Where To Next - Gailes
BY MURRAY BOTHWELL
5 MIN READ
Golf has been played across Ayrshire’s tumbling dunes and windswept linkslands for hundreds of years and names synonymous with golfing history litter the pages of “best of” books on the game. Just north of Royal Troon lies a contemporary triumvirate of courses in an area known as Gailes, the old Scots word for the leafy bog-myrtle and indicating that the surrounding hinterland of the links had some extensive damp patches. A combination of historical, traditional and modern designs which have hosted numerous Internationals, Championships and qualifiers between them, the three courses of Western Gailes, Glasgow Gailes and Dundonald Links are without doubt the epitome of classic links golf and are all within a wedge of each other.
Passing Glasgow Gailes, a tree-lined turning takes you off through fields, around the back of Dundonald’s par-3 15th and across a level crossing to reach Western Gailes’ traditional red-roofed clubhouse. A typical Ayrshire links, being tucked between the railway and the sea, it is no more than two holes wide with seven holes to the north and eleven to the south of the clubhouse. Heather, marram, fescue and old dune complexes occasionally hide holes from view, whilst crumpled fairways and meandering burns gather the ball without a care for your score. Add the wind off the adjacent Firth of Clyde, noticeably shifting as the tide changes, and new challenges are added to the timeless, undulating terrain and finely contoured greens set cleverly into the folds and bowls of the surrounding dunes.
Just over the tracks lies Gailes Links, the 1892 sister course to the venerable Glasgow Golf Club’s prestigious Killermont course. The fairways of Gailes became so popular, being playable all year round unlike Killermont’s parklands, that within a couple of years the members had negotiated a permanent railway station to be built and save them the two mile walk from Irvine. New members were subsequently invited to become capable players over the links course before being offered membership to play in Glasgow. The impressive double-height windows of the lounge, set into the clubhouse’s red Ballochmyle sandstone, look out over the 1st tee and 18th green.
As a course, Gailes Links is slightly less undulating than Western Gailes with a mix of gentle fairways punctuated by swales and ridges, but deep pot bunkers and tricky pin positions make for a challenging game if you’re not accurate. With only three par-3s it gained its position as an Open qualifying course thanks to its excellent practice area and that need for golfers to be accurate off the tee: even a short distance off the fairway can find the manicured hell that is heather. Beautifully wild and purple in season, it is trimmed to between 10cm and 30cm deep allowing you to generally find your ball quite quickly, but do very little with it. Any wind direction here will help you only a few times in your round and this is why it’s one of the great tests of links golf.

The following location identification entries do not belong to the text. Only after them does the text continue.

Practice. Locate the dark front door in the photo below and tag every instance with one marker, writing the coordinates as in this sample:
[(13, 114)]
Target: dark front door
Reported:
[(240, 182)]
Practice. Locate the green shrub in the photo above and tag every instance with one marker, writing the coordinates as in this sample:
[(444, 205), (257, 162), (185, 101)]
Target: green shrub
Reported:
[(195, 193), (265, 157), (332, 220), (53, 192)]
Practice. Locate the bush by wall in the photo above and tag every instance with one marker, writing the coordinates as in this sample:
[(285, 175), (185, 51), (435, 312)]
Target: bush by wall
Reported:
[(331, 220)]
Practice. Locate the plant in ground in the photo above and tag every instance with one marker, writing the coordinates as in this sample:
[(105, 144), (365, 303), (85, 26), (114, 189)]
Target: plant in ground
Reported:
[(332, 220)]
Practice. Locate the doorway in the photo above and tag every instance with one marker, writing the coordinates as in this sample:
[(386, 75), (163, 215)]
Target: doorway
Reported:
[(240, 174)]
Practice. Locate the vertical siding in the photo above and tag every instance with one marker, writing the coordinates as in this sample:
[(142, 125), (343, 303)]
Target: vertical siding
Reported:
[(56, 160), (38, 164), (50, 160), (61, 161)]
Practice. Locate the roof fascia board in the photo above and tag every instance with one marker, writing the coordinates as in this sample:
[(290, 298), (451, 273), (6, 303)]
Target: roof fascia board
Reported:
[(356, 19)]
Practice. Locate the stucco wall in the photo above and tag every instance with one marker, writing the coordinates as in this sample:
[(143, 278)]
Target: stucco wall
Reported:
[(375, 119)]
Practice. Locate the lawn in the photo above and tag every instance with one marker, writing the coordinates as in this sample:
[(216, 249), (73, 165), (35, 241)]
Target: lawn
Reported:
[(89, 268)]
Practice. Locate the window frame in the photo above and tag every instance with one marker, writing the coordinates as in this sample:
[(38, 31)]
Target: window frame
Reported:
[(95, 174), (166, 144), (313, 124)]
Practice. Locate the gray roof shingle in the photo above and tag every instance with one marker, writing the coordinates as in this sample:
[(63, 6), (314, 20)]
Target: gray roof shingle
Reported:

Nearby lies Dundonald Links, redesigned from the old Southern Gailes to accommodate championship golf, and unlike many traditional links courses tucks its golfers away behind high dunes and deep hollows so that you continually feel you have the course to yourself. What lies behind the floodlit stone-pillared gates as you arrive is initially a mystery, but after a short winding drive you soon reach the impressive new clubhouse with its quality furnishings and merchandise downstairs, whilst upstairs is a spacious dining area overlooking the course and the setting sun behind Arran.
The speed of the greens and their swales are legendary for such a new course, and thankfully the practice short-game greens which form the focal point of the superbly-appointed lodges replicate these perfectly. No excuses then. Evening BBQs on the lodges’ west-facing patios give the opportunity for guests at Dundonald relive the highs and lows of the game just past, or ponder the anticipation of the day ahead. Evening meals and fine dining can also be taken in the grass-roofed clubhouse, the environmental awards for this course becoming an annual addition.
Already home to four Scottish Opens, the course’s pot bunkers tease and torment, and memorable meandering burns form numerous greenside boundaries into which errant shots can quite easily roll from off its slick putting surfaces. Those same burns also delineate their magnificent 3rd hole, a fearsome par-5 into wind where not only does the burn form a linear right-hand boundary with the forest but then cuts across the fairway at a tempting angle, asking so many questions so early in the game of your ability with but one simple decision… what to do next.